Le tombe più importanti si trovavano nel prato centrale, nella “terra santa” o contenute nei magnifici sarcofagi romani riutilizzati per le sepolture più prestigiose, mentre sotto le arcate trovavano spazio le personalità meno di spicco, con una più semplice lastra tombale sul pavimento dei corridoi. Con la risistemazione ottocentesca sono stati tolti tutti i sarcofagi dalla zona centrale e posti al coperto, per cui oggi le sepolture si trovano solo sotto le arcate. Nello spazio centrale si trovano oggi alcuni capitelli compositi medievali e due vere da pozzo duecentesche, decorate da protomi umane e animali.

Il braccio orientale è rialzato di due gradini, poiché destinato ad essere una sorta di zona sacra e presbiteriale, dove erano collocati gli altari per le funzioni. Si tratta inoltre del nucleo più antico e più intenzionalmente abbellito del complesso, comprese le estremità dei bracci settentrionale e meridionale che vi sono collegate.
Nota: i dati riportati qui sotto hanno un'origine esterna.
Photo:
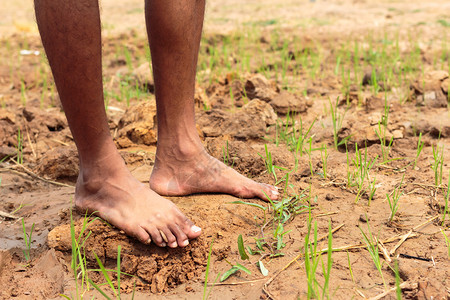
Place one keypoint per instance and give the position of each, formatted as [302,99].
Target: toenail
[196,229]
[163,235]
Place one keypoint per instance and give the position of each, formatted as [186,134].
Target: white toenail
[163,235]
[195,228]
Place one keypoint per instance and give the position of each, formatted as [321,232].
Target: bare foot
[116,196]
[187,171]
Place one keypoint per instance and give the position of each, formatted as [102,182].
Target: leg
[182,165]
[70,32]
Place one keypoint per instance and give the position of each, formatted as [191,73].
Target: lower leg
[182,165]
[71,36]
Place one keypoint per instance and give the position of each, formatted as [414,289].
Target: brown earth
[237,114]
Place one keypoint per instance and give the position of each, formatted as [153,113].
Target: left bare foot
[179,172]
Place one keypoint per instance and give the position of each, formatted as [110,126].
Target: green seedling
[262,268]
[28,240]
[234,268]
[226,156]
[208,265]
[324,156]
[420,145]
[438,163]
[79,261]
[269,164]
[105,274]
[350,267]
[263,208]
[23,92]
[19,156]
[398,289]
[337,119]
[444,214]
[372,246]
[393,199]
[382,132]
[312,258]
[241,248]
[447,241]
[372,190]
[362,167]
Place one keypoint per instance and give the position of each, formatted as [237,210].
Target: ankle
[179,149]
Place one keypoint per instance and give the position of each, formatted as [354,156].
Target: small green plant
[372,246]
[324,156]
[23,92]
[226,156]
[208,265]
[398,289]
[28,240]
[269,163]
[19,156]
[420,145]
[393,199]
[447,241]
[361,173]
[337,119]
[312,258]
[438,163]
[237,267]
[382,131]
[78,261]
[105,274]
[444,214]
[372,190]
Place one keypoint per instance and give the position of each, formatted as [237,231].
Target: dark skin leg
[71,36]
[70,32]
[182,165]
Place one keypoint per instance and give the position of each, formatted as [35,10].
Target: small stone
[364,218]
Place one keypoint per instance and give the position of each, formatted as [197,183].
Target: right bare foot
[112,193]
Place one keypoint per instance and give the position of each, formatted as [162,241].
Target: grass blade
[241,248]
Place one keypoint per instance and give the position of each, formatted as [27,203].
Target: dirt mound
[248,123]
[236,154]
[42,279]
[138,125]
[59,163]
[431,89]
[158,269]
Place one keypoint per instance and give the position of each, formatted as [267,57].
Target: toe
[182,239]
[187,226]
[168,238]
[155,235]
[141,234]
[271,191]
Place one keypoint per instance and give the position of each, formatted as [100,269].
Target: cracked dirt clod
[158,269]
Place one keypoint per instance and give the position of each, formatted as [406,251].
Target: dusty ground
[259,61]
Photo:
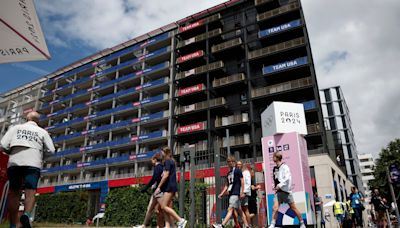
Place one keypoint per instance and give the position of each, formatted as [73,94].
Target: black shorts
[252,205]
[23,177]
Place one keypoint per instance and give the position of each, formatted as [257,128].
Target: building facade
[367,165]
[202,81]
[337,120]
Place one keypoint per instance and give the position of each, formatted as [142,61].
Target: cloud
[355,45]
[102,23]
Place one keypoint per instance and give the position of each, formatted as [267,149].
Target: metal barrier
[198,201]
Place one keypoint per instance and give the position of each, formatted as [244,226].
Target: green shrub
[63,207]
[125,206]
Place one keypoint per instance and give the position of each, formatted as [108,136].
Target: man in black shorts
[283,187]
[25,143]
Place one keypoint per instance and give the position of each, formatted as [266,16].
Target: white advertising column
[284,127]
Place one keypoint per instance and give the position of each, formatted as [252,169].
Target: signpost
[21,35]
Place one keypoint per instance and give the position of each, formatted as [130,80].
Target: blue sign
[280,28]
[285,65]
[73,187]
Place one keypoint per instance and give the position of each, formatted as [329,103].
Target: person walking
[244,203]
[234,188]
[26,144]
[356,203]
[169,190]
[338,211]
[253,198]
[318,209]
[283,186]
[154,206]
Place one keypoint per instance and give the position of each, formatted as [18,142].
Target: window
[330,109]
[328,95]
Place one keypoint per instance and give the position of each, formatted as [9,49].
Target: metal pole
[182,182]
[191,193]
[217,165]
[393,196]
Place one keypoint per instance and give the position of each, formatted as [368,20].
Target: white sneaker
[182,223]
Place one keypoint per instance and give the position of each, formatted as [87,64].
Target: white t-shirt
[26,143]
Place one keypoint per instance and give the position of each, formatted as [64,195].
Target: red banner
[191,26]
[191,128]
[190,56]
[191,89]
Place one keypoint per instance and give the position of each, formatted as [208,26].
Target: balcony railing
[313,128]
[199,23]
[199,38]
[228,80]
[112,56]
[226,45]
[201,105]
[125,123]
[190,90]
[281,87]
[200,70]
[277,48]
[230,120]
[236,140]
[280,28]
[278,11]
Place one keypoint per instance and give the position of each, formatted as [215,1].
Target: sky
[355,45]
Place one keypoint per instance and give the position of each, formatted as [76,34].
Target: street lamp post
[393,196]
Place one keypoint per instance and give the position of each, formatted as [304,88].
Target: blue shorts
[23,177]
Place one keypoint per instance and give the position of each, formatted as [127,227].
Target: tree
[388,156]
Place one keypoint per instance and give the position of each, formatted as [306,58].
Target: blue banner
[90,185]
[285,65]
[280,28]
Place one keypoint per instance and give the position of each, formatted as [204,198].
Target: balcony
[228,80]
[291,64]
[238,140]
[199,70]
[261,2]
[313,128]
[200,126]
[191,56]
[270,50]
[200,105]
[278,11]
[226,45]
[199,38]
[231,120]
[199,23]
[280,28]
[281,87]
[190,90]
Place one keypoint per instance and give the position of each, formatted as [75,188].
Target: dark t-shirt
[317,200]
[234,182]
[156,178]
[276,173]
[170,185]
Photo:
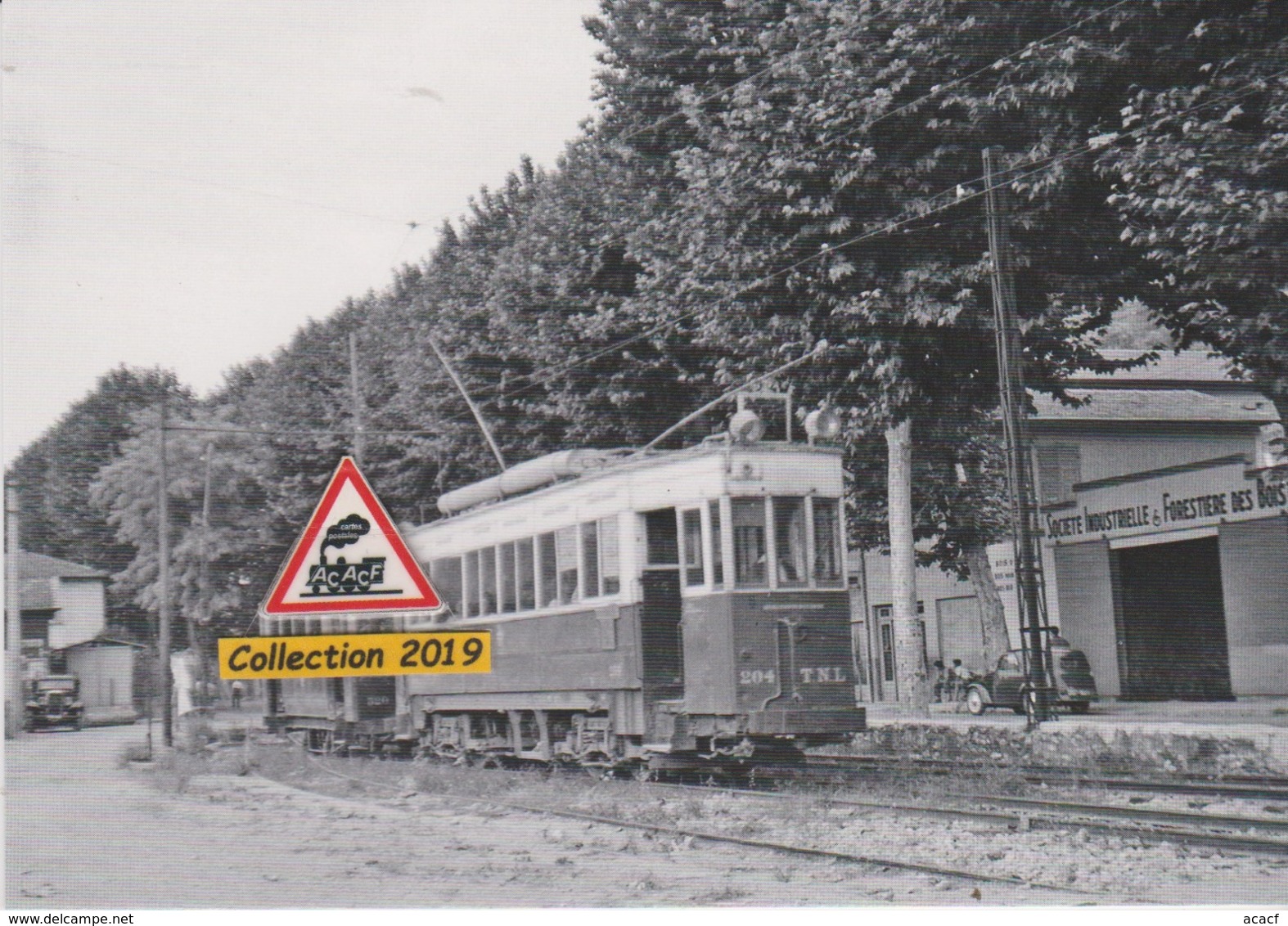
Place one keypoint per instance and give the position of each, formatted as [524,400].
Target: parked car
[54,701]
[1009,686]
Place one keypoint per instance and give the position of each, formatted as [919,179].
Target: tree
[56,472]
[1200,183]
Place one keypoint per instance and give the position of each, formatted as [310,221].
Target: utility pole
[1012,394]
[349,684]
[356,399]
[202,617]
[15,699]
[164,582]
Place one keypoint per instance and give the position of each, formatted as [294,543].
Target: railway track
[1146,825]
[964,874]
[1259,787]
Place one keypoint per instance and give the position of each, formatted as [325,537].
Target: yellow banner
[343,654]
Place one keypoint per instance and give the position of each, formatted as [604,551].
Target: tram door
[661,609]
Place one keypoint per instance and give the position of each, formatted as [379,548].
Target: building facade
[1164,518]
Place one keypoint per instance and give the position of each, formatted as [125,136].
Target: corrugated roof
[1158,405]
[38,564]
[1189,367]
[35,569]
[35,594]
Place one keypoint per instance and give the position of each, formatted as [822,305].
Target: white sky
[187,183]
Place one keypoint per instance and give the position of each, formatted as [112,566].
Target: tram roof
[619,463]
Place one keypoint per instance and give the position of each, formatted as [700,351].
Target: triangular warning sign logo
[349,558]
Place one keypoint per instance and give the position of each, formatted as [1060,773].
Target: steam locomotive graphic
[329,580]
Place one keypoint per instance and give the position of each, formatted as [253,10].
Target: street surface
[85,834]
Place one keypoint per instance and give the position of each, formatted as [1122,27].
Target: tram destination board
[354,654]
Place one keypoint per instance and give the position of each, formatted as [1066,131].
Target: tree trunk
[910,636]
[992,612]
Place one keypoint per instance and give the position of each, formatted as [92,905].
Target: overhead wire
[1036,166]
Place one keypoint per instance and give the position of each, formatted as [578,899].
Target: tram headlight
[822,424]
[746,426]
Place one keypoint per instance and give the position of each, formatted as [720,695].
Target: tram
[661,609]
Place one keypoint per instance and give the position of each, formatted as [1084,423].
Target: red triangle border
[275,605]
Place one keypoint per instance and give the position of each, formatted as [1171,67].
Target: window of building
[749,542]
[692,526]
[1059,470]
[527,574]
[610,565]
[827,542]
[716,546]
[790,542]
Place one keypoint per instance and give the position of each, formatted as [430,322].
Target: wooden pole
[1014,397]
[910,639]
[15,699]
[164,585]
[475,410]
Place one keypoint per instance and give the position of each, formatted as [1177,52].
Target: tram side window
[716,547]
[827,542]
[565,558]
[446,576]
[547,569]
[527,574]
[749,542]
[590,558]
[608,558]
[509,602]
[693,547]
[790,542]
[471,583]
[487,580]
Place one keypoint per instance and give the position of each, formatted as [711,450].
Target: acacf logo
[343,578]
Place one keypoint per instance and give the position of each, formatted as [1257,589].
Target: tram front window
[790,542]
[749,542]
[827,542]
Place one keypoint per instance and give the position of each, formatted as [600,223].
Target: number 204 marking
[433,652]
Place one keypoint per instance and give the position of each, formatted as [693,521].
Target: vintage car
[1009,684]
[54,701]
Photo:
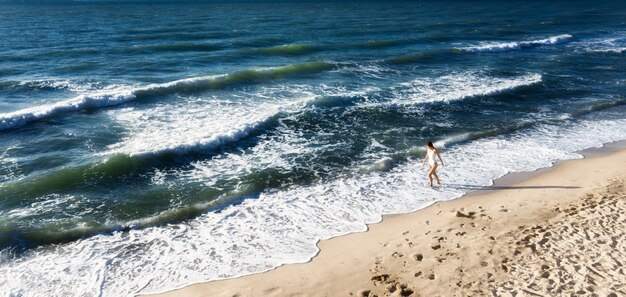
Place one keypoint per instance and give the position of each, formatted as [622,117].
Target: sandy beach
[560,232]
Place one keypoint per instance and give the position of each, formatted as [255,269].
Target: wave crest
[516,45]
[116,95]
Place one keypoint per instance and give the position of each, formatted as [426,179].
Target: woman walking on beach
[431,151]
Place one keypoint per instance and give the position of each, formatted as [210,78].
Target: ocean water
[148,146]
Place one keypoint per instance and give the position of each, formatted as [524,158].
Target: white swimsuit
[431,157]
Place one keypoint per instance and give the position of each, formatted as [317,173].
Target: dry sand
[560,233]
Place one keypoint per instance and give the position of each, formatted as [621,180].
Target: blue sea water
[148,146]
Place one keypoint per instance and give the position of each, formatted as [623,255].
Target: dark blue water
[184,142]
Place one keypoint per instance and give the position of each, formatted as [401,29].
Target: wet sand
[560,231]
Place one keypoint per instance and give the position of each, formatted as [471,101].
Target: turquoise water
[228,138]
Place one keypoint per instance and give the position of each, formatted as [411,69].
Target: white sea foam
[115,94]
[201,123]
[112,95]
[282,226]
[612,44]
[457,86]
[515,45]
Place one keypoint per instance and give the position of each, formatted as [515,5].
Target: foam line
[516,45]
[116,95]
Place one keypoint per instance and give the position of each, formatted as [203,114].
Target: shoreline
[508,182]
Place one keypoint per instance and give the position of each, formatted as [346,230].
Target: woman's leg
[431,171]
[436,175]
Gradualmente gli affreschi del Campo Santo stanno tornando alla loro sede dopo il precipitoso distacco degli anni quaranta. Il complesso lavoro di restauro non sempre ha sortito gli effetti sperati, soprattutto negli interventi più vecchi, per l’uso di tecniche talvolta sperimentali e materiali di fortuna, scelte dettate dall’urgenza di porre un primo rimedio in seguito ai drammatici fatti della guerra. A partire dal braccio meridionale, quello affacciato sulla piazza, si incontrano le Storie di Giobbe, di Taddeo Gaddi (1342 circa), con il Convito di Giobbe, il Patto di satana con Dio, le Sventure di Giobbe e la Pazienza di Giobbe.

Il braccio occidentale è decorato, da sinistra, dalle Storie di Ester e Assuero di Agostino Ghirlanda e Aurelio Lomi della seconda metà del Cinquecento. Il lato nord si pare con la grande Cosmografia teologica di Piero di Puccio (1389-1391), fatta da numerosi cerchi concentrici che alludono alla Terra, alle sfere celesti, agli elementi e ai pianeti; agli angoli in basso si vedono i Santi Agostino e Tommaso d’Aquino. Dello stesso autore, seguono le Storie di Adamo ed Eva e di Caino e Abele. Più avanti si apre il “Salone degli Affreschi”, in cui sono provvisoriamente sistemati gli affreschi staccati di Buonamico Buffalmacco con Trionfo della Morte, il cui restauro è terminato nel novembre 2015, il Giudizio finale e Inferno e la Tebaide (1336 circa), opere molto danneggiate ma di importanza capitale nel panorama del Trecento italiano, per la ricchezza narrativa e la varietà di soggetti raffigurati, così diversi dalla scandita chiarezza delle opere della dominante scuola di Giotto. In futuro questi affreschi sono destinati ad essere ricollocati entro il 2018[6] nel braccio meridionale, e qui dovrebbero venir riposte le pitture più antiche del complesso, di Francesco di Traino (1330-1335) dal braccio orientale. Oltre la cappella Ammannati si incontrano le Storie di Noè e la Costruzione dell’arca di Piero di Puccio (1389-1391). Oltre la cappella Aulla la parete era completamente affrescata da Benozzo Gozzoli con Storie del Vecchio Testamento tra il 1468 e il 1483. Le scene rappresentano: Vendemmia ed ebbrezza di Noè, Maledizione di Cam, Costruzione della torre di Babele, Incendio di Sodoma, Storie di Isacco, Nozze di Isacco e Rebecca, Storie di Esaù e Giacobbe, Sogno e nozze di Giacobbe, Incontro di Giacobbe ed Esaù e ratto di Diana, Passaggio del Mar Rosso (frammentario), Mosè e le tavole della Legge, Storia di Cora, Datan e Abiron (frammentario), oltre all’Annunciazione, all’Adorazione dei Magi e ad Apostoli e santi.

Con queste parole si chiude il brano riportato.